Signals don't get lost. At least with the current definition of so
called "reliable" signals, in the POSIX standard. (There was a
previous system of signals in ancient UNIX that was harder to program
with; we still see echos of that today, for example in C standard
there are basic signals, and Windows implements those, but they're
borderline useless; before a signal handler runs, the handler is also
de-registered, so many interesting handlers would have to re-register
it, but signals can't be atomically blocked at the same time and there
is a window of time where the default behaviour applies, which (from
our modern perspective) is clearly insane as there is literally no way
to close that race and avoid some fatal default behaviour). BTW
sigqueue (signals that are queued up without being consolidated, and
carry a user-controlled value with them) are "realtime signals" AKA
"signal queuing", which I guess we'll never be able to use because at
least Apple didn't implement them; the "reliable signals" we use are
the plain kind where signals don't carry any kind of payload and are
collapsed into a single "pending" bit, so that if 2 people do
kill(SIGFOO) around the same time your handler might only run once (if
you registered one and its not blocked), but it will definitely run >
0 times (or be delievered via various other means such as sigwait(),
etc...).

Then there is the question of races as you go into the wait primitive.
I mean in between our reading latch->is_set and entering the kernel,
which we defend against using various techniques which you can read
about at the top of latch.c; the short version is that if that
happens, those system calls will immediately return.
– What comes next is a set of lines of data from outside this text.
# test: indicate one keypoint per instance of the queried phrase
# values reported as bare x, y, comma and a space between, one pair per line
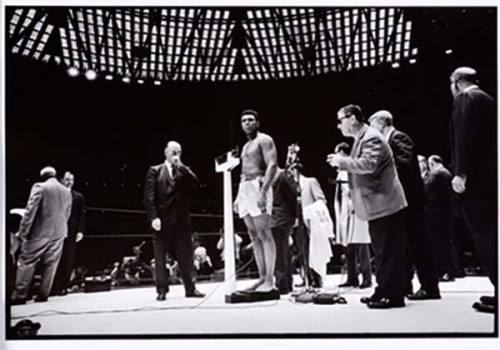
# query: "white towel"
317, 219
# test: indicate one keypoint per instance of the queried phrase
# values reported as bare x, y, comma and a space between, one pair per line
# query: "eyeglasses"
339, 120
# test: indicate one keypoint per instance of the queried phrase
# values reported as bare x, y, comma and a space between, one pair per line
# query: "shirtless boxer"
255, 199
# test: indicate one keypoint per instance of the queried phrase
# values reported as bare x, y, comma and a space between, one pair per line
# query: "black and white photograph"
249, 172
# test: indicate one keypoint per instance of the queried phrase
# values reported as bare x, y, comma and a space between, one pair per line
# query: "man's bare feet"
254, 286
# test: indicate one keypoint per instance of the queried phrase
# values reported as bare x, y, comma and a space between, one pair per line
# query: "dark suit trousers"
177, 240
388, 242
419, 251
63, 274
282, 270
358, 253
480, 216
47, 251
439, 224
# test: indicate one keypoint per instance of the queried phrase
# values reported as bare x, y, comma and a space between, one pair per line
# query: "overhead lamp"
90, 74
73, 72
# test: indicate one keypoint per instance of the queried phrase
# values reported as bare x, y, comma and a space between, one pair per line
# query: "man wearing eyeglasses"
378, 198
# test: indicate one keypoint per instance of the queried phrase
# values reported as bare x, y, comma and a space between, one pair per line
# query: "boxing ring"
134, 312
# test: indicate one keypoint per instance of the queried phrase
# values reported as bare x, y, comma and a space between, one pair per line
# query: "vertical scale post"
225, 164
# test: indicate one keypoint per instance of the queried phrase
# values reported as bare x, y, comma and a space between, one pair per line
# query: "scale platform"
251, 297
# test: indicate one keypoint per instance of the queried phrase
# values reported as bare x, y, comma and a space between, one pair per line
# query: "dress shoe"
365, 285
18, 302
284, 291
366, 300
487, 300
446, 278
424, 295
195, 294
349, 284
481, 307
386, 303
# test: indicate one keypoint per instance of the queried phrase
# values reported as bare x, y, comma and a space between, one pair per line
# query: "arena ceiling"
156, 45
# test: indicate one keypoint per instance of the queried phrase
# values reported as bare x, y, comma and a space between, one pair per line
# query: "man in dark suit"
378, 198
439, 216
283, 217
166, 199
474, 166
42, 231
75, 235
419, 250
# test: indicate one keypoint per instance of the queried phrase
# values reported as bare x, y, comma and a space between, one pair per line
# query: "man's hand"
261, 203
333, 159
156, 224
458, 183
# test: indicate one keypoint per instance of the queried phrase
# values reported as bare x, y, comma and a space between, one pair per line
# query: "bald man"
473, 138
418, 243
166, 199
42, 231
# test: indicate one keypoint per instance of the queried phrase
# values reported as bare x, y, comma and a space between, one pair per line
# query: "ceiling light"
73, 71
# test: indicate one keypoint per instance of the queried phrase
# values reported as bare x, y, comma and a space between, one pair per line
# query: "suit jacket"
473, 140
376, 191
405, 158
284, 200
439, 191
167, 198
76, 221
47, 211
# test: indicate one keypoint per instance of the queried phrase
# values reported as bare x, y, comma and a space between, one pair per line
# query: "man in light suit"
42, 231
474, 166
75, 235
378, 198
166, 199
419, 250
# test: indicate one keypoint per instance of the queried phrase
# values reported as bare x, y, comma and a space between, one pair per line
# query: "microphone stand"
292, 168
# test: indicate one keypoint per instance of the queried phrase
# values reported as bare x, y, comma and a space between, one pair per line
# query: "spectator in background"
237, 247
424, 167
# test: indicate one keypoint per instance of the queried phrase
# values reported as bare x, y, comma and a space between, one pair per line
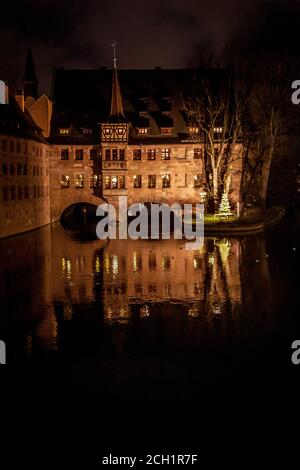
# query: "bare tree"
216, 110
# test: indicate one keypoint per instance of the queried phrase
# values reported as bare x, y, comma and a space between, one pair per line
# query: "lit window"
137, 181
197, 181
122, 182
86, 131
94, 181
64, 130
93, 154
193, 130
197, 153
166, 180
5, 193
12, 193
78, 154
79, 181
166, 130
64, 154
166, 154
64, 181
114, 182
151, 154
137, 154
107, 182
142, 130
152, 181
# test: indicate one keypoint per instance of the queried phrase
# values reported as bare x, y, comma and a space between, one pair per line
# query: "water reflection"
51, 277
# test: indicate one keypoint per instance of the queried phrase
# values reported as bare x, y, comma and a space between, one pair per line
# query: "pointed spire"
116, 106
30, 81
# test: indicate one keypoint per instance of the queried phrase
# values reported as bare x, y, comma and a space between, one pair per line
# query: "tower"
116, 129
114, 140
30, 81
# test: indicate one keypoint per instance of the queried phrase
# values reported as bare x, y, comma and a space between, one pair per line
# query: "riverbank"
252, 222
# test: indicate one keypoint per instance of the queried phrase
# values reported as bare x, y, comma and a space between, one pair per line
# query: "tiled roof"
15, 122
82, 98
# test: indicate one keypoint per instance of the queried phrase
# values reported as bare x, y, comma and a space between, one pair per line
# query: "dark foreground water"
129, 346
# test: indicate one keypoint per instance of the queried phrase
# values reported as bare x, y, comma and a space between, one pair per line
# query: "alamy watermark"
296, 354
2, 352
152, 222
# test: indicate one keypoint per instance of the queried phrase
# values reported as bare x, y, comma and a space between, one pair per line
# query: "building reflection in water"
50, 278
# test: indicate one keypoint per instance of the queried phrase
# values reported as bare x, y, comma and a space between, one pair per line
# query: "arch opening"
79, 215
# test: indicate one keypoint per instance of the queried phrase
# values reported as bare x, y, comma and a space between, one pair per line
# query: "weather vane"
114, 46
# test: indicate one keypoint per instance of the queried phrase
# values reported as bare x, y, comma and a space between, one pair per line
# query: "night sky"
162, 33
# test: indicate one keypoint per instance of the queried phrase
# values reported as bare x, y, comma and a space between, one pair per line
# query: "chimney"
3, 92
20, 99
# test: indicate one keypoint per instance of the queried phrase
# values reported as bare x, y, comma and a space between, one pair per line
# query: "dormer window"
86, 130
142, 130
64, 130
194, 130
166, 130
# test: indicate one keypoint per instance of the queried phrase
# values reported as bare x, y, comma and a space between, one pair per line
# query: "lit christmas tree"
224, 207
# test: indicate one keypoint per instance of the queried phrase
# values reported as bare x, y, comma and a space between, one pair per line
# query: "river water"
147, 339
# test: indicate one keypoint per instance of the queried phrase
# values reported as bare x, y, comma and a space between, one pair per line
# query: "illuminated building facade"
113, 133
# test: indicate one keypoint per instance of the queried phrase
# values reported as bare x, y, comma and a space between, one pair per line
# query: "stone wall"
24, 182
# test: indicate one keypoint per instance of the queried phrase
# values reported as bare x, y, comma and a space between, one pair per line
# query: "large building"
107, 133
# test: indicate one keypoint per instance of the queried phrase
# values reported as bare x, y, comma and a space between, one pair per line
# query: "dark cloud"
169, 33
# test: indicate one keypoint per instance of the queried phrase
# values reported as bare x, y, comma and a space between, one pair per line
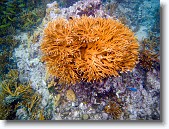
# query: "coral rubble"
88, 49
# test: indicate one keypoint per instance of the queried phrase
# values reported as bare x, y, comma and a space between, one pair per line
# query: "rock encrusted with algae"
91, 98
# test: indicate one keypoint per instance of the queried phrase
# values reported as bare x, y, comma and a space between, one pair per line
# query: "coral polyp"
88, 49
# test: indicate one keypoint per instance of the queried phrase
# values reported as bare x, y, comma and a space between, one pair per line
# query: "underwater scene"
80, 60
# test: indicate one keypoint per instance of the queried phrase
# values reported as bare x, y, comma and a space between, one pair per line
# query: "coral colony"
81, 60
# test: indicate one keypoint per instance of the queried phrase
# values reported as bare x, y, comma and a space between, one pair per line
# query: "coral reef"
137, 95
88, 49
113, 109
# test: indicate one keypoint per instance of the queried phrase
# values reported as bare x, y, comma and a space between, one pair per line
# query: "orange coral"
88, 49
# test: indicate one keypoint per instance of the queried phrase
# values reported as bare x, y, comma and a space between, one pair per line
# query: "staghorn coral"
88, 49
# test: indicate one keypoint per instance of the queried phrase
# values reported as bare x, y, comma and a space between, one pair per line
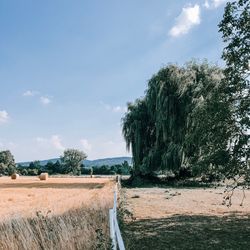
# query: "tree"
235, 29
72, 159
181, 123
7, 163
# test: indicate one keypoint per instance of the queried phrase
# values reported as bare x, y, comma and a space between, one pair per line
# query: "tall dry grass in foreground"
82, 228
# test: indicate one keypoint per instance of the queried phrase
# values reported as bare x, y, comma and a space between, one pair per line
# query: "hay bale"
14, 176
43, 176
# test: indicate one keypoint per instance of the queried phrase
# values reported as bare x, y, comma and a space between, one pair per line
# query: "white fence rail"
115, 233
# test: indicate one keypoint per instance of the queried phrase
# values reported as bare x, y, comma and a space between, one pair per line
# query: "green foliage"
7, 163
72, 160
235, 29
182, 122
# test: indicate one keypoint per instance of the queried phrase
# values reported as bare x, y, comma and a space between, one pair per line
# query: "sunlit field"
60, 213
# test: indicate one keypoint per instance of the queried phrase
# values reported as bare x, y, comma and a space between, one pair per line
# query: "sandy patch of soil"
164, 202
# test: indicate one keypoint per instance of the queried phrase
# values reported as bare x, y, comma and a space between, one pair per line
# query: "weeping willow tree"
183, 122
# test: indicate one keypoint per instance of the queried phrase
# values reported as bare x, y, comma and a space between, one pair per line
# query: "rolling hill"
89, 163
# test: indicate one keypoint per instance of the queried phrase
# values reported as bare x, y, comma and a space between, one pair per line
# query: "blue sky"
68, 67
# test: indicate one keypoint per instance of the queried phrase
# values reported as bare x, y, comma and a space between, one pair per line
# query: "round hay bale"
14, 176
43, 176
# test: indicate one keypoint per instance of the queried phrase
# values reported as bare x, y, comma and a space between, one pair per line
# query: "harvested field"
26, 196
179, 218
59, 213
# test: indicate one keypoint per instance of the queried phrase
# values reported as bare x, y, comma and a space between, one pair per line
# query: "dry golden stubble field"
60, 213
28, 195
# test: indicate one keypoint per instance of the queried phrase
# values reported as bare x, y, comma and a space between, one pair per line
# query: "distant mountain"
89, 163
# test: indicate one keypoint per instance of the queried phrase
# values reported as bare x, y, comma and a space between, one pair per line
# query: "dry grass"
173, 218
60, 213
27, 195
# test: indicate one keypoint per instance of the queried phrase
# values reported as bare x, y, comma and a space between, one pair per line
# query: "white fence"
115, 233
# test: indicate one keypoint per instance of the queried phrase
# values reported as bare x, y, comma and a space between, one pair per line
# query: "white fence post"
112, 229
115, 233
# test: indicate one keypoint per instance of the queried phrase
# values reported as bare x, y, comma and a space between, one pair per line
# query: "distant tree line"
35, 168
70, 163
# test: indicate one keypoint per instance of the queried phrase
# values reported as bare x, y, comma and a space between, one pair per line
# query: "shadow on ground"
53, 185
188, 232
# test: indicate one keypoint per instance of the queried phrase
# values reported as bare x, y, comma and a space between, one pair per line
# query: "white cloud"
30, 93
213, 4
54, 142
115, 109
189, 17
119, 109
45, 100
4, 116
86, 145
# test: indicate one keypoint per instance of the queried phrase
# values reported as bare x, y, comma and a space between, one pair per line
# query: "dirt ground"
173, 218
146, 203
28, 195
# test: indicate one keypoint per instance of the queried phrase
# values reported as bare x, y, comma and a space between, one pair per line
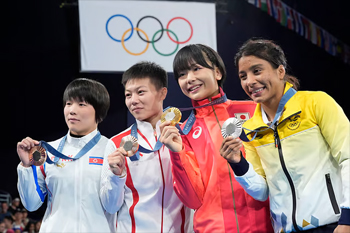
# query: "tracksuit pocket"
331, 194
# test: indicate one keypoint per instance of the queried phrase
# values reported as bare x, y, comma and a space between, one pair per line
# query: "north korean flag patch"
95, 160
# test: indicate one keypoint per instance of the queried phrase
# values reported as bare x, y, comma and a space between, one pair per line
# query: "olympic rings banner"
115, 35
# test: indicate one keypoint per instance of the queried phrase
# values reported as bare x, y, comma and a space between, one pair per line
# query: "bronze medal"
171, 114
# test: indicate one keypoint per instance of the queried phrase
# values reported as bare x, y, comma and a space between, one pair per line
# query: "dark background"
40, 56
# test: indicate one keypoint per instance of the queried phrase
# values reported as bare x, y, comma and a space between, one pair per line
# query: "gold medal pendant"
37, 156
130, 145
171, 114
232, 127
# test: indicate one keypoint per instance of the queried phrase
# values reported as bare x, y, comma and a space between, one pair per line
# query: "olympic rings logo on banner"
154, 37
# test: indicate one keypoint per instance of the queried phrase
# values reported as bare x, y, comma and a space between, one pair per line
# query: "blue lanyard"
58, 153
285, 98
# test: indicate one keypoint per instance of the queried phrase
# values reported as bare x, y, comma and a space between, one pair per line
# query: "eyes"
139, 92
256, 71
81, 104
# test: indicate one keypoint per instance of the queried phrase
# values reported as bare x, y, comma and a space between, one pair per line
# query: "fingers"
164, 124
230, 149
168, 133
117, 159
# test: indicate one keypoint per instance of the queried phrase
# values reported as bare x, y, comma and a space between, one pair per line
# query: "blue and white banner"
115, 35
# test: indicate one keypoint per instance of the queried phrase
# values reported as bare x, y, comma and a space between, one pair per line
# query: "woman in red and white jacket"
204, 180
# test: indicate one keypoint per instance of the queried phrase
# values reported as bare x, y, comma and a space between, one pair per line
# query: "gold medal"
130, 145
171, 114
232, 127
37, 156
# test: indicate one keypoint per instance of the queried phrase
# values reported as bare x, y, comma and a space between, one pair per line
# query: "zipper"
331, 194
289, 178
229, 172
161, 168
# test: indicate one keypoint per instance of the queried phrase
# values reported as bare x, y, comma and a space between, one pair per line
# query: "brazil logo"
294, 122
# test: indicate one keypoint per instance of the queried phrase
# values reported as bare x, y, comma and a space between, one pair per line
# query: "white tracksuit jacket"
144, 198
72, 187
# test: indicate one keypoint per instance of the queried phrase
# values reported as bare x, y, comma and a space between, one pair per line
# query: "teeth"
194, 88
258, 90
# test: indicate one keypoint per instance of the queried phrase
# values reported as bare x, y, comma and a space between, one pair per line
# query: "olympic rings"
135, 54
154, 39
161, 25
132, 27
154, 47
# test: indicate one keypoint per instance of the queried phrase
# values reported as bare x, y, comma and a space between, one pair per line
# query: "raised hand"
116, 161
23, 150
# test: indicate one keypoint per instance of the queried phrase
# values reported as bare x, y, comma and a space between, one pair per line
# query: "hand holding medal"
37, 156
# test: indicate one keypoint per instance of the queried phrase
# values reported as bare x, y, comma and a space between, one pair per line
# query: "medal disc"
171, 114
232, 127
37, 156
130, 145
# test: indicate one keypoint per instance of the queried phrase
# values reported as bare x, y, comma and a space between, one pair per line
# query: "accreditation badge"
232, 127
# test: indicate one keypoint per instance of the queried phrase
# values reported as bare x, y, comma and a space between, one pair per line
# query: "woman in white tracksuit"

The uncertainty discussed here comes from the comment beginning "There
is a race condition here, ..." in bgwriter.c, referring to the
protocol implemented by StrategyNotifyBgWriter(). I haven't really
looked into it. I *guess* it's probably approximately OK if the
bgwriter misses a wakeup from time to time, because there's another
chance to wake it up as soon as someone needs another buffer, and if
you don't need any more buffers soon your system is probably idle; but
really "needing another buffer" isn't a great proxy for "more buffers
are being made dirty" at all! Someone would need to think about it
and construct a complete argument for why it's OK to go to sleep for
60 seconds, or infinity, with that sloppiness in place.

There's also the walwriter to look into; from memory it was a little
less fuzzy but I haven't looked recently.